Once upon a time at an IMYTA contest in Montreal, Brian Shima did a wallride on the side of a stadium that is still revered. Latimer’s roof gap in Brain_Fear_Gone wasn’t even landed in that video and it was still a big deal in blading. And don’t forget the memorable demonstration of what’s possible when you tow an Eric Perkett into a double set. When Aaron “Jaws” Homoki eventually rolled away from an ollie down the famous 25 set in Lyon, France three years ago it was a monumental achievement with a lot of buildup, but even that backstory doesn’t compare to the rich history leading up to what we just witnessed, nor did the window of opportunity for success.
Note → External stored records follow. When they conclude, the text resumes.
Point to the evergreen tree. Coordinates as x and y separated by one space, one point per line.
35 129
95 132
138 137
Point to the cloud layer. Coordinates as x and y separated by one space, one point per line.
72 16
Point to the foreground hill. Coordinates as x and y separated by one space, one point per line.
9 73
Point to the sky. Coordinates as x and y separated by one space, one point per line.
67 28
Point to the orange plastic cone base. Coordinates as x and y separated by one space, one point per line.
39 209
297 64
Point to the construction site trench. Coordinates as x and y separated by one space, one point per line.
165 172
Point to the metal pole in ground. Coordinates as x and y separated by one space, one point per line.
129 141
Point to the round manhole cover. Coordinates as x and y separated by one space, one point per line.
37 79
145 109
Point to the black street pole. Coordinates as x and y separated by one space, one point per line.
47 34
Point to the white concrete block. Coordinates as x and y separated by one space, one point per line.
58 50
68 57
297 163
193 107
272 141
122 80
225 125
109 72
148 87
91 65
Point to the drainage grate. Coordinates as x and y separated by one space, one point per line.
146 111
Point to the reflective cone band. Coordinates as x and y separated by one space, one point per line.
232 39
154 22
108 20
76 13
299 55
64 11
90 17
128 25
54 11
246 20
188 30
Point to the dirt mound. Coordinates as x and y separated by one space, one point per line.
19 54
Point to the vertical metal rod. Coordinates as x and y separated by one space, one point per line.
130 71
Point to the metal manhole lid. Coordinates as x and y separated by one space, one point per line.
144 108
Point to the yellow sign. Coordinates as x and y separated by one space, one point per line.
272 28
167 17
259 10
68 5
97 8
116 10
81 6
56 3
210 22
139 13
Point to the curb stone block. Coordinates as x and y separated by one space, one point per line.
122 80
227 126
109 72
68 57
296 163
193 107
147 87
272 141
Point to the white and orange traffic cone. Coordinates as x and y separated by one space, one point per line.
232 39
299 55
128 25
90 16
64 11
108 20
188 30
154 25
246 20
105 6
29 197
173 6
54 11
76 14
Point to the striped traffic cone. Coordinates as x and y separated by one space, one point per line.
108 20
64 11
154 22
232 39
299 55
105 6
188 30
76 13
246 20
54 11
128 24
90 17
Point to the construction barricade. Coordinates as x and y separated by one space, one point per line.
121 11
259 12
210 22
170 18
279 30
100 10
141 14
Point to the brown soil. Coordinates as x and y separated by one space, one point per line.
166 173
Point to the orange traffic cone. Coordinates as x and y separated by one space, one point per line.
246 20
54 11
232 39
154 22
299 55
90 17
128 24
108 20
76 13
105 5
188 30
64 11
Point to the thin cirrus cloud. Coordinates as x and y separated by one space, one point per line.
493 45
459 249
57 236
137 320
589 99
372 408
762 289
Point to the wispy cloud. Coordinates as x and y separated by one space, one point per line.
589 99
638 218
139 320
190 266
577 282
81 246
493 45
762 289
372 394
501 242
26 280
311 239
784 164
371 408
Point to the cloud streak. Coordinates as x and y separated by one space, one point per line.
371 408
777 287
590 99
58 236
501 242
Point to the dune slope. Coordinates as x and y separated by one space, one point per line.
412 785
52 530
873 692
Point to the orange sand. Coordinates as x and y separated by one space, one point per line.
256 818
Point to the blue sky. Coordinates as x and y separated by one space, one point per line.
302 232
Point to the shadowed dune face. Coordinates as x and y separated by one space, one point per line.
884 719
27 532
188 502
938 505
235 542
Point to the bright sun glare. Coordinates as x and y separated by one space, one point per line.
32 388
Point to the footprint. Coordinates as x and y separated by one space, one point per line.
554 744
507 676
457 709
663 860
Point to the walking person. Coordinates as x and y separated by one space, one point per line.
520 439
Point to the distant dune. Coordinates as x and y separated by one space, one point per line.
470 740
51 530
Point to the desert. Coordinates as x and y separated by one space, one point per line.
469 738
Heck, at our El Toro building site wooden framework for the top five stairs was already in place when our full face-helmeted matador showed up; the window was almost shut.
Dylan Stark used to ride mountain bikes before becoming known for his BMX abilities. He was one of the ones to grind up the rail – he tail whipped out. Last year on a mountain bike he did a crank slide down the rail as part of an MTB street part he put out. Even on that day the roof drop went through his mind but he knew he needed dirt, and the idea of one day bringing some seemed too much of a task. Then suddenly one day he discovered the table was already set for him. So he arranged to meet his friends at the spot, got kicked out, came back, climbed a tree, hoisted up his bike and took The Bull by the horns first try. Possibly the most fun fact is that he is a former student at the high school. The full clip he posted on YouTube is like watching a jewel heist at the world’s most famous museum, where our thief made off with one of biggest diamonds ever seen when the rock was to be on display for one day only. Not to say that this place was a fortress, but in street riding what just played out was a tale greater than we could’ve imagined.
And now the story is over. Chained gates to obstruct the takeoff of the new El Toro 20, and the scene joins the list of spots what were once the stuff of legend but will no longer host such acts of heroism. Traditionally once a spot has an established history, aspiring warriors will journey from far and wide to attempt to carve their name into the history books. Back when Ian Brown came to Southern California he was tipped to be the one who would finally remove the sword from the Leap Of Faith stone, but alas he fell in a manner that left us still wondering if it could be conquered, and when the landing was replaced by an elevator shaft we grieved a little that the saga ended without a victor.
The narrative of El Toro had many victors from far and wide, and just as we became saddened that there were no more chapters, there was an amazing twist on the final page, and the book closed in a cloud of dust and cheering for the hometown hero with a fairytale ending that nobody saw coming, before it joined other concrete utilities such as Love Park in Philadelphia and the round ledges of Bercy Arena in Paris that once marked such triumph and were the subject of fantasy for so many, for so long, before being redeveloped. The Brooklyn Banks are still there – the place is heritage listed, it’s just on hold right now due to construction in the area.
God forbid they ever tear down the Forum ledges, there’ll be pilgrimages to Barcelona of people in mourning!